The violin-playing, though, seems like a clear allusion to the legend of Rome’s Emperor Nero fiddling while Rome burned. And it’s not clear if Trump knows what exactly he’s referencing.

As the popular legend goes, while Rome burned for over a week, Nero did nothing but sit by dressed in stage costume and play the fiddle. To “fiddle while Rome burned” has become a colloquialism used to describe someone who does something frivolous and irresponsible during an emergency.

Given the plummeting stock markets, the rapid spread of the coronavirus, and the general state of discord and animosity between and within political parties, the comparison between America now and a Rome literally on fire might be metaphorical but not far-fetched.

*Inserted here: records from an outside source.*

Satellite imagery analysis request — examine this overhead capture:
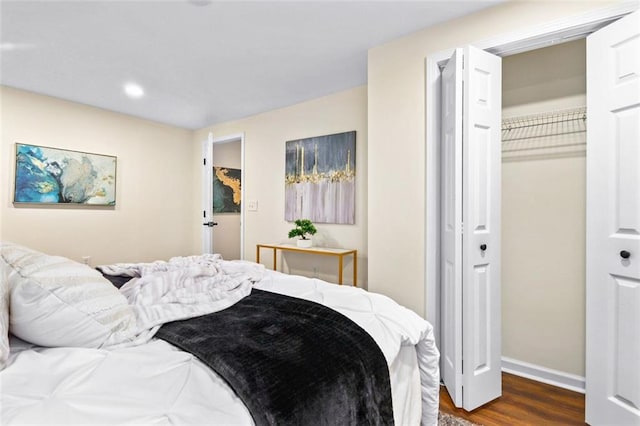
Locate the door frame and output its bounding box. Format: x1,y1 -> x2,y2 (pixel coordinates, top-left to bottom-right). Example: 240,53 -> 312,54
202,132 -> 246,260
424,3 -> 638,372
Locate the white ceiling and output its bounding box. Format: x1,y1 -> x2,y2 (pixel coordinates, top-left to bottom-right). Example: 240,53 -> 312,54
0,0 -> 502,129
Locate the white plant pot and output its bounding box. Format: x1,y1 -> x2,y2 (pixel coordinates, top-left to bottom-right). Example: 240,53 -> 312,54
296,238 -> 311,248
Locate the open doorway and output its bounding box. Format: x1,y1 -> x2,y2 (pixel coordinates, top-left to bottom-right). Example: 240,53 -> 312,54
201,133 -> 245,260
501,39 -> 587,386
426,7 -> 640,424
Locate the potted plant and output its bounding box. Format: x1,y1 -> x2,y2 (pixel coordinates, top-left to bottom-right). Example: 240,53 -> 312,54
289,219 -> 318,248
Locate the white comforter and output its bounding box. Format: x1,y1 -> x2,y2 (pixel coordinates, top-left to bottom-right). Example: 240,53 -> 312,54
0,272 -> 439,425
100,254 -> 265,346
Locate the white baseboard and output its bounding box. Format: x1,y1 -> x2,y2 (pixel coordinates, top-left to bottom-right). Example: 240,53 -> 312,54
502,357 -> 585,393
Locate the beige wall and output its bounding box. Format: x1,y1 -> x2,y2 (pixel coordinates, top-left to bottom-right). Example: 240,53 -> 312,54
194,86 -> 368,285
502,39 -> 586,376
213,140 -> 242,260
368,1 -> 615,315
0,87 -> 195,265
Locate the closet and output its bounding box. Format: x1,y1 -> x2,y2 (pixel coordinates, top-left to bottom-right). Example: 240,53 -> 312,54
501,39 -> 588,378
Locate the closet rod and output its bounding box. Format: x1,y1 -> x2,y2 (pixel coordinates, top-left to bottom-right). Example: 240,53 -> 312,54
502,107 -> 587,131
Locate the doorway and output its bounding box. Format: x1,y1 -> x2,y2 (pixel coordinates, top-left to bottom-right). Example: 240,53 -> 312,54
202,133 -> 245,260
211,139 -> 242,260
501,39 -> 587,382
426,5 -> 638,424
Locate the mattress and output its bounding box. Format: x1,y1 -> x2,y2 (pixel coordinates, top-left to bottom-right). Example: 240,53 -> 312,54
0,272 -> 439,425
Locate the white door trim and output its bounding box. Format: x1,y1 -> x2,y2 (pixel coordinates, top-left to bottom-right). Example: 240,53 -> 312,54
202,132 -> 246,260
425,3 -> 638,347
200,132 -> 213,254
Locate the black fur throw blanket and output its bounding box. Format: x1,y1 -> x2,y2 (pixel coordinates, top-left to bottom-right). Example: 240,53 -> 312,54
156,289 -> 393,426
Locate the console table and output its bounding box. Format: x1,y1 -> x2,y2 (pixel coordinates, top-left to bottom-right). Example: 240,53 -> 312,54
256,244 -> 358,287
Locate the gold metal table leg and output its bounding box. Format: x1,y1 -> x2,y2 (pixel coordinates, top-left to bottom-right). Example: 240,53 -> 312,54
353,250 -> 358,287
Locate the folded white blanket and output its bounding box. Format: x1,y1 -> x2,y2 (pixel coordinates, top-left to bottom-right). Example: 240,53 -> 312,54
100,254 -> 265,346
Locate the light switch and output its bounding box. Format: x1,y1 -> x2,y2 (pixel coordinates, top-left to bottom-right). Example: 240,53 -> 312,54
247,200 -> 258,212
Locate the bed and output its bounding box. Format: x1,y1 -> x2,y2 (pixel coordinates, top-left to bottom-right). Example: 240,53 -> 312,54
0,243 -> 439,425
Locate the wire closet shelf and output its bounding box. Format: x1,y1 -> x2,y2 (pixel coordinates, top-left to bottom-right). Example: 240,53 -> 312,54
502,107 -> 587,152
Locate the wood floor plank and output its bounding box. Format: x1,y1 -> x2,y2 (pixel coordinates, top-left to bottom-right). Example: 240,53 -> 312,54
440,373 -> 585,426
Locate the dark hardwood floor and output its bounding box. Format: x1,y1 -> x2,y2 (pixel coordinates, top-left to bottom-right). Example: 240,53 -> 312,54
440,373 -> 585,426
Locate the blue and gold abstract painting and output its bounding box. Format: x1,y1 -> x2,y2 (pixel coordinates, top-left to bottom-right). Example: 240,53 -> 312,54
284,130 -> 356,224
13,143 -> 116,206
213,167 -> 242,213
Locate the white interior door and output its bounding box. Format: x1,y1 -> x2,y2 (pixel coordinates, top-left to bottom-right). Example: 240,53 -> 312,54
441,46 -> 502,411
440,49 -> 463,407
586,12 -> 640,425
462,46 -> 502,410
200,133 -> 214,254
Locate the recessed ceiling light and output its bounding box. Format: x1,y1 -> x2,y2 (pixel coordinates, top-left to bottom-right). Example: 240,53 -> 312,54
189,0 -> 213,6
124,83 -> 144,99
0,42 -> 36,51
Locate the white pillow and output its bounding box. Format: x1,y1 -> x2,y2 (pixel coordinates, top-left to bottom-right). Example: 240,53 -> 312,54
0,243 -> 136,348
0,260 -> 9,371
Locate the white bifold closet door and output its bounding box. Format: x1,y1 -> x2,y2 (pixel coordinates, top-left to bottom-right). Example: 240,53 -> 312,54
441,46 -> 502,411
586,12 -> 640,426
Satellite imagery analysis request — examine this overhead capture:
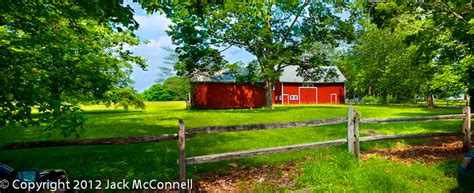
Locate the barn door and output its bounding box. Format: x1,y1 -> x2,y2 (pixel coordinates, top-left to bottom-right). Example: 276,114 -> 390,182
283,94 -> 290,104
331,93 -> 338,104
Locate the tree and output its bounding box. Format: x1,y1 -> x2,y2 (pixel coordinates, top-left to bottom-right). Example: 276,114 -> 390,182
348,1 -> 473,106
0,0 -> 146,136
162,1 -> 353,108
142,84 -> 173,101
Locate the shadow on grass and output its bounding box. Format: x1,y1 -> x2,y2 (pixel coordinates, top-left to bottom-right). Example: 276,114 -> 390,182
187,105 -> 347,113
84,109 -> 145,115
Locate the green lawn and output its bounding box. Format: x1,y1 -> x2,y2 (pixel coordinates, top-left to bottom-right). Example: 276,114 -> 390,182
0,102 -> 462,191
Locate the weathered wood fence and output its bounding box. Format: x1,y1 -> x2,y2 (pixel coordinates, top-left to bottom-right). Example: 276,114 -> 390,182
178,105 -> 472,182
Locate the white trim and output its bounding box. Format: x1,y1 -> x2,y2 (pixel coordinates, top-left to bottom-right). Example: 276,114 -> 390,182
298,87 -> 318,104
280,82 -> 289,104
331,93 -> 338,104
281,94 -> 290,104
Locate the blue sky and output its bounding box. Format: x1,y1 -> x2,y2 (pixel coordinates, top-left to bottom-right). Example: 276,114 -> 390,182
126,3 -> 254,92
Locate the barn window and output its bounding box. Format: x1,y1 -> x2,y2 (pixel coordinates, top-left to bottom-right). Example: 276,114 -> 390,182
290,95 -> 298,101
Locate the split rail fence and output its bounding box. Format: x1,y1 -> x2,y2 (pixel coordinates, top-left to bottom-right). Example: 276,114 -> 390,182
178,105 -> 472,182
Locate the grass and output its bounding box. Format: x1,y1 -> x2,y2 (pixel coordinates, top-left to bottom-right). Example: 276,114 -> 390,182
0,102 -> 462,191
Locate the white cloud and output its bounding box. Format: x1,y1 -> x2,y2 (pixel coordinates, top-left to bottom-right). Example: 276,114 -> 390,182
146,36 -> 173,49
133,14 -> 171,34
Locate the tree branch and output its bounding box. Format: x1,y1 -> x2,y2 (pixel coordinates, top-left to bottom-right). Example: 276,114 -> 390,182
281,0 -> 309,44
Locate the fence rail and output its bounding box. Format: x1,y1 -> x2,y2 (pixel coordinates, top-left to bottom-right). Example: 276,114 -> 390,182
2,133 -> 195,150
177,105 -> 472,182
360,114 -> 466,123
186,117 -> 347,134
186,139 -> 347,165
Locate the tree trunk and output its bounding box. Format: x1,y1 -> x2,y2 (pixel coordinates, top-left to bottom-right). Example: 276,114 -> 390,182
467,88 -> 474,113
428,94 -> 434,108
380,92 -> 387,105
264,78 -> 273,109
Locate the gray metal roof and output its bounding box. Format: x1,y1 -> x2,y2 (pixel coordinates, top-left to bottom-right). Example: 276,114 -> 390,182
280,66 -> 347,83
191,66 -> 346,83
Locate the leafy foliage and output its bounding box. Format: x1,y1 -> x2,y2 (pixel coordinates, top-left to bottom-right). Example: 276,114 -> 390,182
0,1 -> 146,136
142,84 -> 173,101
163,76 -> 190,101
340,1 -> 474,104
162,1 -> 353,108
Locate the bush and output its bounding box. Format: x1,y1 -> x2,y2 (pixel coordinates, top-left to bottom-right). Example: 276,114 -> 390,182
142,84 -> 173,101
362,96 -> 380,104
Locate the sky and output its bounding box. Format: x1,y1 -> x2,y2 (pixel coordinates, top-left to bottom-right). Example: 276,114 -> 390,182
128,2 -> 254,92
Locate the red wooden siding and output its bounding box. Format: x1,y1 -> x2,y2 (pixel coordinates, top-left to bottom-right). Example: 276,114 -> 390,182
192,82 -> 265,108
300,87 -> 318,104
192,82 -> 345,108
317,83 -> 344,104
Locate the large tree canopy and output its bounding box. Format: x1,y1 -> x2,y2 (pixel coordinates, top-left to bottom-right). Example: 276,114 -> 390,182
0,1 -> 146,135
343,1 -> 474,108
156,1 -> 353,108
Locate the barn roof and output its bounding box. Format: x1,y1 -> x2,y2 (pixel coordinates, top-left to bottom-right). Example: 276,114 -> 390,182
280,66 -> 346,83
191,66 -> 346,83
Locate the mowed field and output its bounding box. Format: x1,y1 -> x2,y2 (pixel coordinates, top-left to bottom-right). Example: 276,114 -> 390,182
0,102 -> 462,192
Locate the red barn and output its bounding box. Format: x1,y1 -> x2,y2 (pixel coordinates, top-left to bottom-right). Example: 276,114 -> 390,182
191,66 -> 346,109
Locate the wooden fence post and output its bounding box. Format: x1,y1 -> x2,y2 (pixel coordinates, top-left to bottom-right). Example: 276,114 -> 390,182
178,119 -> 186,187
347,105 -> 354,153
347,105 -> 360,157
353,111 -> 360,158
462,107 -> 471,151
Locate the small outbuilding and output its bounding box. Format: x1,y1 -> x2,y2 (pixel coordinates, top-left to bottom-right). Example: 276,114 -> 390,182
190,66 -> 346,109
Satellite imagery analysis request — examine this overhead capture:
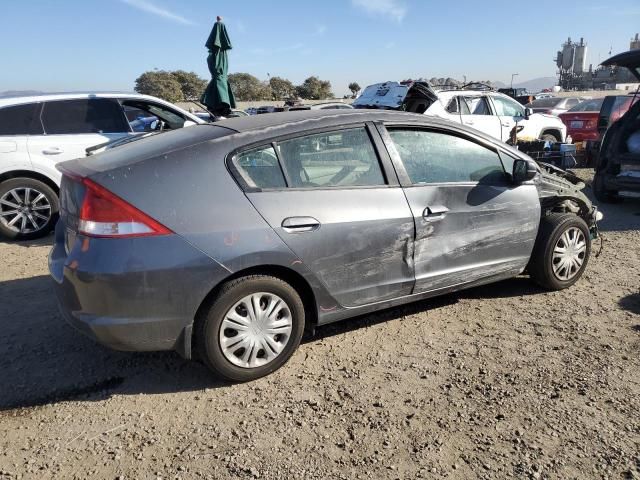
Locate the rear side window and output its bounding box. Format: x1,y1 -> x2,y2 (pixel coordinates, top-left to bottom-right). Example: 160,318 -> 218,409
0,103 -> 42,135
278,127 -> 385,188
389,129 -> 505,184
234,146 -> 287,188
42,98 -> 129,135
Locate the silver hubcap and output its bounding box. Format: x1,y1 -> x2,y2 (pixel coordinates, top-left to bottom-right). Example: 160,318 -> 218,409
551,227 -> 587,281
220,292 -> 293,368
0,187 -> 51,233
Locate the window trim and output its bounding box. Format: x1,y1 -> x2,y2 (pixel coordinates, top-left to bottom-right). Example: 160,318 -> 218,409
0,101 -> 45,139
117,98 -> 193,133
380,122 -> 510,188
460,94 -> 498,117
225,122 -> 400,193
40,97 -> 132,137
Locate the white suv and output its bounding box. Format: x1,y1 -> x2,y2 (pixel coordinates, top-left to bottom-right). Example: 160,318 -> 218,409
0,93 -> 205,240
353,82 -> 567,142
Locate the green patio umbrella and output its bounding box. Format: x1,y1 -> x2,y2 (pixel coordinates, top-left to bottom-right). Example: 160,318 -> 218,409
201,17 -> 236,116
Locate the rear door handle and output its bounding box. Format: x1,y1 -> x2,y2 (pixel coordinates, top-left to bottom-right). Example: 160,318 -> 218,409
282,217 -> 320,233
422,205 -> 449,222
42,147 -> 64,155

If there were ever a modern equivalent of a leader playing the fiddle while their kingdom burned, it would be tweeting and playing golf through a massive health epidemic.

There are other obvious connections between Trump and Nero. The Roman emperor is remembered as a tyrant who cared more about personal vengeance than actual justice or the good of his people.

There’s also a theory—one of the oldest conspiracy theories, actually—that Nero himself set the fires in order to rebuild Rome to his liking. That part, at least, really is in line with QAnon beliefs, as they see Trump as their anti-deep state savior.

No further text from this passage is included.